3:00 pm to 12:00 am
Event Location: NSH 3305
Bio: C. Lawrence Zitnick received the PhD degree in robotics from Carnegie Mellon University in 2003. His thesis focused on efficient inference algorithms for large-problem domains. Previously, his work centered on stereo vision, including the development of a commercial portable 3D camera. Currently, he is a researcher at the Interactive Visual Media group at Microsoft Research. His latest research includes object recognition and computational photography. He holds over 15 patents, and developed PhotoDNA to combat illegal imagery on the web.
Abstract: Humans and machines see the world differently, each having their own strengths and weaknesses. In this talk, I describe two projects exploring how they may help each other.
Visual object recognition by machines is notoriously difficult. To help in the learning process, humans are typically used to gather large hand-labeled training datasets from which the machines may learn. However, humans may also be used to “debug” the machine’s recognition pipeline to learn what aspects are lacking. Specifically, we explore the various stages of part-based person detectors. We perform human studies in which subjects perform the same sub-tasks as their machine counterparts, and accuracies are compared.
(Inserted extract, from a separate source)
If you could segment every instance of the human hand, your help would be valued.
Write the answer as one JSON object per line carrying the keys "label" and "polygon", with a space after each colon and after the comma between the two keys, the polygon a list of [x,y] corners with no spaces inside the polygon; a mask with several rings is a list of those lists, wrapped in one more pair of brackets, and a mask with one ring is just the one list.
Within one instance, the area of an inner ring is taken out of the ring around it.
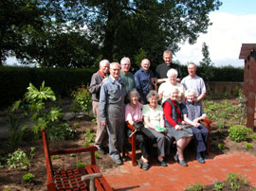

The typical human has significant difficultly in drawing everyday objects containing complex structures, such as faces or bikes. When learning to draw, humans must learn to see the word differently. That is, they must not only recognize what they are seeing, but they must perceive the spacing and structural layout of an object. We demonstrate an application in which machines can recognize what a human is drawing and provide visual guidance to the drawer in the form of shadows. The shadows, which may be either used or ignored by the drawer, help the drawer achieve more realistic overall shapes and spacing, while maintaining their own unique drawing style.